What I want to do is to initialize a geoip database object once on each partition, and later use that to lookup the city related to an IP address.

Does spark have an initialization phase for each node, or should I instead check whether an instance variable is undefined, and if so, initialize it before continuing?

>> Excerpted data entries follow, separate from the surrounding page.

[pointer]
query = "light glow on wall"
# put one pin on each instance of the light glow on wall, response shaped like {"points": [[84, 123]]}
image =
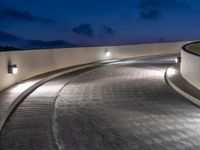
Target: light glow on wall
{"points": [[107, 53], [13, 69]]}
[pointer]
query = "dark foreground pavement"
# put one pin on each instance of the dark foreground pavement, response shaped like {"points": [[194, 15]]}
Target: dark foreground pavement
{"points": [[122, 106]]}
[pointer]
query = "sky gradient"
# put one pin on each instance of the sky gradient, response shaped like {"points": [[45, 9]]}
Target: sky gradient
{"points": [[32, 24]]}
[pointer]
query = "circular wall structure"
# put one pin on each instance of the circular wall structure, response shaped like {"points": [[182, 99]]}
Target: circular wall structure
{"points": [[190, 63]]}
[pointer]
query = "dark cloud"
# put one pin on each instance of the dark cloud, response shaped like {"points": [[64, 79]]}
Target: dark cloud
{"points": [[10, 14], [151, 14], [84, 29], [153, 9], [108, 30], [17, 41], [49, 44], [6, 37]]}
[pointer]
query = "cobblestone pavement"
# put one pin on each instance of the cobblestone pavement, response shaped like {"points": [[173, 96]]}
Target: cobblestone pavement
{"points": [[122, 106]]}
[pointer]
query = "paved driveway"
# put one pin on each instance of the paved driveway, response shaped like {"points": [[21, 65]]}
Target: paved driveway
{"points": [[121, 106]]}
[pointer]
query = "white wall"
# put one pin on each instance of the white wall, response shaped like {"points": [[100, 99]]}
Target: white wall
{"points": [[35, 62], [190, 68]]}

E.g. something like (this is python but I want a scala solution):

class IPLookup(object):
    database = None

    def getCity(self, ip):
      if not database:
        self.database = self.initialise(geoipPath)
  ...

Of course, doing this requires spark will serialise the whole object, something which the docs caution against.

maasg
  • 37,100
  • 11
  • 88
  • 115
jbrown
  • 7,518
  • 16
  • 69
  • 117

3 Answers3

6

In Spark, per partition operations can be do using :

def mapPartitions[U](f: (Iterator[T]) ⇒ Iterator[U], preservesPartitioning: Boolean = false)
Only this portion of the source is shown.